There's a new, better way to dig a ditch — one that's good for both farming and the environment — and it sprang from the mind of an Ohio State University scientist.

Andy Ward, an agricultural engineer in Ohio State's College of Food, Agricultural, and Environmental Sciences (CFAES), knows the benefits of conventional ditches, which are trapezoidal — or roughly V-shaped with a narrow, flat bottom — in cross-section.

They carry excess water from farm fields and in doing so benefit food production.

But he's also seen their drawbacks. Often, they're too big for small stormwater flows and too small for big ones.

They require expensive upkeep by landowners — mowing and plant removal that in Ohio costs about $450 per mile per year. And their upkeep exposes the ditch bank to erosion and destroys the plants and animals that live there.

Enter Ward's "two-stage" ditch design, which earned him the Ohio Agricultural Research and Development Center's (OARDC) 2013 Innovator of the Year Award. The award honors innovation and entrepreneurship by OARDC scientists. The center is CFAES's research arm.

The new design has a small main channel at the bottom of the ditch (stage one) and raised, grass-covered "benches" along both sides of the channel (stage two).

The benches catch any overflow from the channel, are high and wide enough to keep heavy rain runoff from topping the banks and flooding surrounding farmland, and serve in the same way as a natural river's floodplain.

Changing concept of good ditch

"The concept is changing long-held perceptions of what constitutes a 'good' drainage ditch," one of Ward's nominators wrote.

The idea "was developed by observing the natural processes of stable streams and rivers that could relieve erosion, scouring and flooding," OARDC said in a statement.

Since Ward and his team created the new design — he notes the contributions of colleagues Dan Mecklenburg, Jon Witter, Jessica D'Ambrosio and others — it's been used to build 20 drainage ditches around the Midwest. Thirty more have been built by Ward's former students and graduates of his design workshops. So far, none of the 50 has needed any maintenance.

The National Engineering Handbook of the U.S. Department of Agriculture's Natural Resources Conservation Service recognizes the design as an agricultural best management practice.

The design is currently eligible for federal cost-share through USDA's Environmental Quality Incentives Program.

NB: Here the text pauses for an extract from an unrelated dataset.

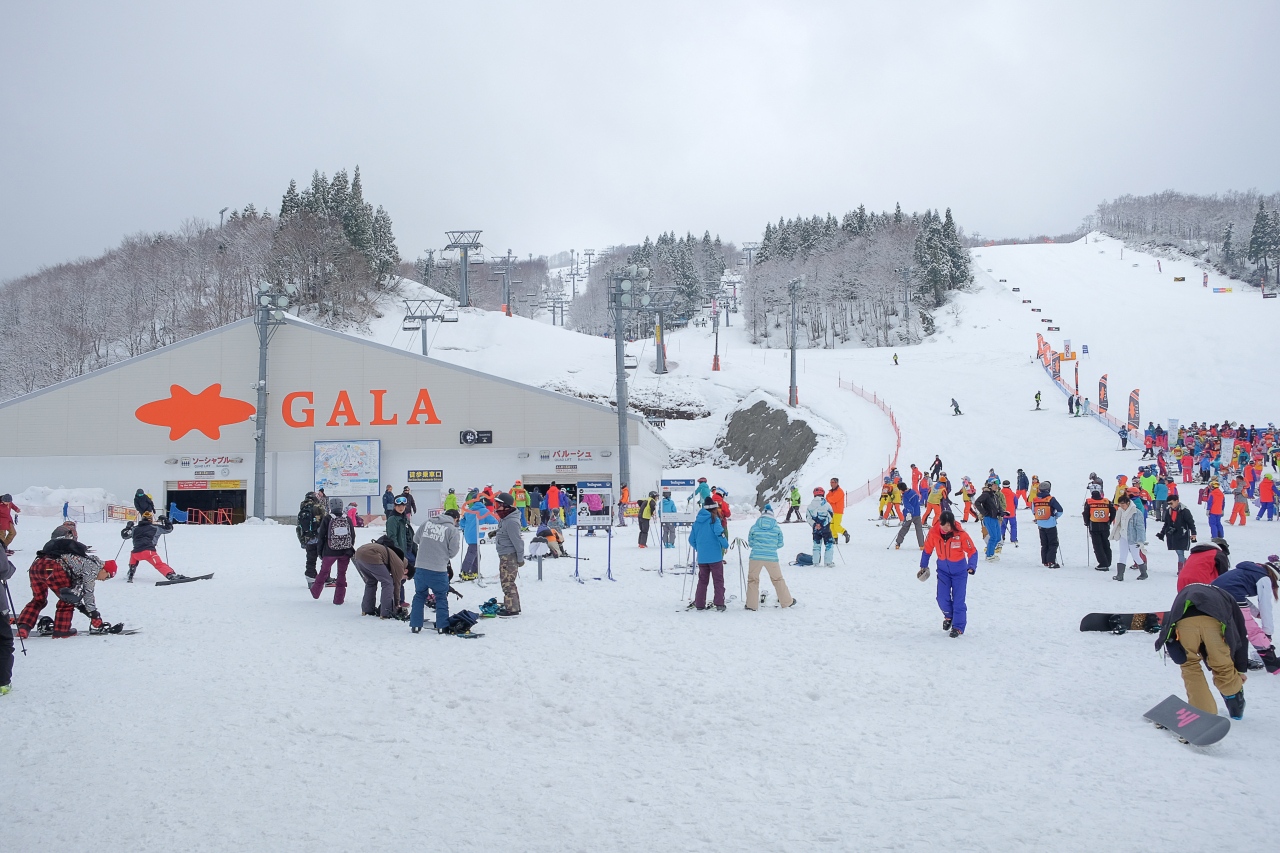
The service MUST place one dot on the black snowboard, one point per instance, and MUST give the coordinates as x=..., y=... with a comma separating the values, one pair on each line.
x=1121, y=623
x=1191, y=725
x=183, y=580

Joint research involving Ward and scientists at the University of Notre Dame has shown that the design reduces the export of nitrate-nitrogen from fertilizers into rivers, lakes and streams — an added benefit that can save farmers money and improve water quality.

The Army Corps of Engineers also has proposed building several miles of two-stage ditching to try to stop recurring flooding problems in Findlay in northwest Ohio.

The new design, the same nominator wrote, is "an alternative solution that provides substantial benefits to individuals and society."

Ward is a professor in CFAES's Department of Food, Agricultural and Biological Engineering, where he holds appointments with both OARDC and Ohio State University Extension. OSU Extension is the college's statewide outreach arm.